Máximo Manso introduces himself this way in the opening chapter of Our Friend Manso. He also informs the reader that “in the home of all that does not exist” there are also social classes, animosities, and other things common to the world of the living. So what brings Manso to us? A friend who “has fallen under an infamous curse: he writes novels” came to Manso, telling him he wanted to write a novel “dealing with the great subject matter of Education.” The author, though, needed certain tools and methods to carry it forward. The author offers to buy Manso’s “simple and pleasant story” in order to complete the novel, willing to provide the character some tools of the trade: literary genres, outmoded ideas, sentimentality, and set phrases. Manso agrees to cooperate and after being plunged into a drop of ink and the page set on fire, the character emerges in human guise. “The pain I felt told me I was a man.”

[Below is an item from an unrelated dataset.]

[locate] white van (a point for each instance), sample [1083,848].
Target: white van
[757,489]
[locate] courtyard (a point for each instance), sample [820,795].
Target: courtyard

This is the last we hear of Manso’s special status until the final chapter, the 48 chapters in between carrying out the story meant to educate. In the first and final chapter, though, a real person (the author) and the literary character interact. Galdós, a master of the so-called realist novel goes out of his way to call attention that a novel is, by definition, not the real world but only appear to be so. Galdós’ novel of education begins in the first chapter, highlighting his view on the novel. His autonomous character, fully formed at the age of thirty-five, will behave in a manner and with a logic that is fully his own. Unfortunately, he also has to “live” with those consequences, as we’ll see in further posts.

6 comments:

Alex in Leeds said...

What an intriguing opening. :)

Dwight said...

It is...and it will tie in nicely with the last chapter. Although that will take another post or two to get to...

scott g.f.bailey said...

Wow, this is amazing stuff. I'll have to find a copy.

The more I look around, the more I find that "postmodernism" has been with us always.

Dwight said...

I've read that Unamuno had little respect for Galdós (although I haven't run across any examples). Funny thing, given how much some of Unamuno's themes resemble what I've seen so far in Galdós.

And, of course, not all of it was original with him...there are very strong strains of Cervantes running throughout. As you say, it's been around a while.

scott g.f.bailey said...

Yeah, that's exactly why I'm reading Cervantes right now. I think a lot of what we consider "pomo" can be traced back to Spanish tall tales. Though there's a nifty chapter in the Iliad (Chapter XI, maybe?) where Homer leaps ahead chronologically long past the end of the story to talk about the Greek's encampments being worn away by time and the elements before he finds his place in the tale of Achilles. I'm sure Cervantes had read Homer, and of course we know he read Apuleius because he stole scenes from the Golden Ass.

Anyway, I just ordered a copy of "Our Friend Manso" from a shop in California. Like I don't have enough books to read already. I need to stay away from readers' blogs.

Dwight said...

Heh. I know the feeling. All too well.